第42回:大学・大学院の修了者数の推移(1968-2009)


久しぶりの更新になります。さすがにホームページ立ち上げ時の2003年のデータのままにしておくのもどうかと思いましたし、いろいろと思うところもあるので、ちょいちょいと更新をしていきたいと思っています。

これまでは、博士課程の動態についてのみ書いてきておりますが、それだけでは足りず、学部や修士の動向についても記していかないと実りある話はできないのではないかと感じています(本当は、大学に限らず、専門学校や高校、また労働者全体の動向も見るべきだと思いますが、そこまでは今のところ手が回らない状況です)。

はじめに、博士課程、修士課程の修了者数の推移、大学学部卒業者数の推移を示したいと思います。

まずは、博士課程の修了者数の推移に関してです。

図1 博士課程分野別修了者数(満期退学を含む)(1968-2009)

学校基本調査報告書より

図2 博士課程修了者数分野別割合(1968-2009)

学校基本調査報告書より

「保健」に関しては、「医学」に関しては、通常の博士課程とは感覚の異なる場合もあるので、これを除いたものも図3に記します。保健の中に「薬学」とかも入りますが、博士課程に関しては「医学」が支配的でありますし、「医学」の博士課程に進む人の中には研究目的の人もいますが、支配的な層ではないと思いますので、保健は除きます。

図3 博士課程修了者数分野別割合(「保健」を除く)(1968-2009)

学校基本調査報告書より

次に、修士課程の修了者数の推移を記します。

図4 修士課程課程分野別修了者数(1968-2009)

学校基本調査報告書より

図5 修士課程課修了者数分野別割合(1968-2009)

学校基本調査報告書より

続いて、大学学部卒業者数の推移を記します。

図6 大学学部分野別卒業者数(1968-2009)

学校基本調査報告書より

図7 大学学部卒業者数分野別割合(1968-2009)

学校基本調査報告書より

図1、図4、図6を見ていただくとわかるように、博士課程、修士課程、学部ともに、最近はだいたい修了者数の伸びは頭打ちになりつつあるようです。

「その他」というのが、ある時点から激増しておりますが、これは融合的な学部・研究科の増加によるもので、学部に関しては、分け方が自然科学と人文社会科学という分け方でないのでよくわからないのですが、修士・博士に関しては、自然科学的なところと人文・社会科学的なところとで、さらに分類を分けて学校基本調査では記してくれていて、自然科学系の研究科が支配的ではあるようです。

図3を見ると、博士課程修了者のうち、人文科学・社会科学、教育の修了者が一時期4割を占めておりましたが、その後、低下して現在では2割ちょっとに低下して、ほとんどがいわゆる理系で占められているのがわかります。

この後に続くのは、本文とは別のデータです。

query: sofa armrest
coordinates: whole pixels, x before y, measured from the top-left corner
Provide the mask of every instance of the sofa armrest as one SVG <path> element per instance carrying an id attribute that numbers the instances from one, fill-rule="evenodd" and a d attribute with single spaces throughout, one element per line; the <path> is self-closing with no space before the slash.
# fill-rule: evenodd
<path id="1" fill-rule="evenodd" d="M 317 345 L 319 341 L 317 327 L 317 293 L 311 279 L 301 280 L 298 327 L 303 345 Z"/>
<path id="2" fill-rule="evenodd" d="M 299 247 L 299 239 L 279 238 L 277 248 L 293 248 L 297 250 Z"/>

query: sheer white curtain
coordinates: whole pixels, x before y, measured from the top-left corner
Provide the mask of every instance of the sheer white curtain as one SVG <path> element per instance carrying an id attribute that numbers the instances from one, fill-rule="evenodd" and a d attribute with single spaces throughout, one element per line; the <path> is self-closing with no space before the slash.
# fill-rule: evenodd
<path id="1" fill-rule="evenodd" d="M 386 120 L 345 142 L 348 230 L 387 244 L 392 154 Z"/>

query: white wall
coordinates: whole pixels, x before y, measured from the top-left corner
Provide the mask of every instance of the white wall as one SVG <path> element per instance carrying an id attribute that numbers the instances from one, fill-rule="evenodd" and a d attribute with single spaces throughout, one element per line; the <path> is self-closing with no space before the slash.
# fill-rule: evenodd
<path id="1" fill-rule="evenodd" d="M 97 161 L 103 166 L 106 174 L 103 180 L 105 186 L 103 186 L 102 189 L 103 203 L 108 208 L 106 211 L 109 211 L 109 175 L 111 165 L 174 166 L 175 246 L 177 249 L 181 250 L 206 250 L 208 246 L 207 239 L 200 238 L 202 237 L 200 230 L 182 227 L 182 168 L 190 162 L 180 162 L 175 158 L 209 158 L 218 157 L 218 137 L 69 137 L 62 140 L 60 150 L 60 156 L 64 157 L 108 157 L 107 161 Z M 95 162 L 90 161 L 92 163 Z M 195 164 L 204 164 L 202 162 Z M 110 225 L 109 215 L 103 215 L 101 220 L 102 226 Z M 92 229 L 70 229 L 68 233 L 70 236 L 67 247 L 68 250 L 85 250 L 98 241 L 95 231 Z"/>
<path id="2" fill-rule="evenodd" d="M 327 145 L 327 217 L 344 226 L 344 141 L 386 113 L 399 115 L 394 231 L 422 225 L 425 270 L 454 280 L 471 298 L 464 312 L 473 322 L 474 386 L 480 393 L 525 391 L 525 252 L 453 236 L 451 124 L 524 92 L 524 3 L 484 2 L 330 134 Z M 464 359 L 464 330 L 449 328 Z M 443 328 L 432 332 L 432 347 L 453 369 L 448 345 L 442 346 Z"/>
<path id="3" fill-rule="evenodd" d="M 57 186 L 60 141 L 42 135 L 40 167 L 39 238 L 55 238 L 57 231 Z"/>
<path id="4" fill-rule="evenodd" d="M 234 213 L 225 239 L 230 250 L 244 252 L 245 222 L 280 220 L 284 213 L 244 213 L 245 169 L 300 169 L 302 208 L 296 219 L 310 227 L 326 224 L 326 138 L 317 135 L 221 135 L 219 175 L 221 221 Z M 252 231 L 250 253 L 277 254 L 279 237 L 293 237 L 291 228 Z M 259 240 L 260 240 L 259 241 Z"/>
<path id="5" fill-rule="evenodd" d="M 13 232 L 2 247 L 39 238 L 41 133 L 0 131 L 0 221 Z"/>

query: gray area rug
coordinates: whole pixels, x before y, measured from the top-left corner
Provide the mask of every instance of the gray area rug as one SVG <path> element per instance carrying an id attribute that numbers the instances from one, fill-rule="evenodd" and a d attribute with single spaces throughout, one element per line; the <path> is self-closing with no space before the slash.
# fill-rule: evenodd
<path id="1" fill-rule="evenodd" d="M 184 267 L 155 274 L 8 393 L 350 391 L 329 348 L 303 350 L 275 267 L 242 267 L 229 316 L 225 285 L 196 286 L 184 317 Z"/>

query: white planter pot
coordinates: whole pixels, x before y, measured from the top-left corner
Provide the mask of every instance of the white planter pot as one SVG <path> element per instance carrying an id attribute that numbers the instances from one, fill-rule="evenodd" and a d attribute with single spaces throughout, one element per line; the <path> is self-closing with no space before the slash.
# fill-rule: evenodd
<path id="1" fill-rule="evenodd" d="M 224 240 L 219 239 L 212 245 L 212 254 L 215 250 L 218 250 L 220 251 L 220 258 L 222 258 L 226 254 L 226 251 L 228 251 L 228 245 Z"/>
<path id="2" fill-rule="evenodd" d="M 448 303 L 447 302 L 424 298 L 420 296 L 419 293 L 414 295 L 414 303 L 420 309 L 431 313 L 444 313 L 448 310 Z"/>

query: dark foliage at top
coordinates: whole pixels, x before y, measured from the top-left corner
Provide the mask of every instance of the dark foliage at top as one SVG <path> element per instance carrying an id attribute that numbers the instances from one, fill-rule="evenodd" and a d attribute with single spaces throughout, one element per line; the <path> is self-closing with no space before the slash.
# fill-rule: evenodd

図5は、修士課程に関するものですが、こちらも理系が支配的であることがわかります。

それに対して、図7の学部卒業者の分野別割合においては、理学、工学、農学(農学に関しては社会科学的なものもあるので、一概に理系とはいえないかもしれませんが)などの合計がずっと2割ちょっとであり、いわゆる文系が主流であることがわかります。ただ、社会構造の変化や政策的な面もあると思いますが、保健が増えてきているのも特徴的なところです(これは介護関係や看護関係の増加によるところが大きいです)。

とりあえず、全体的な動向だけ記していきます。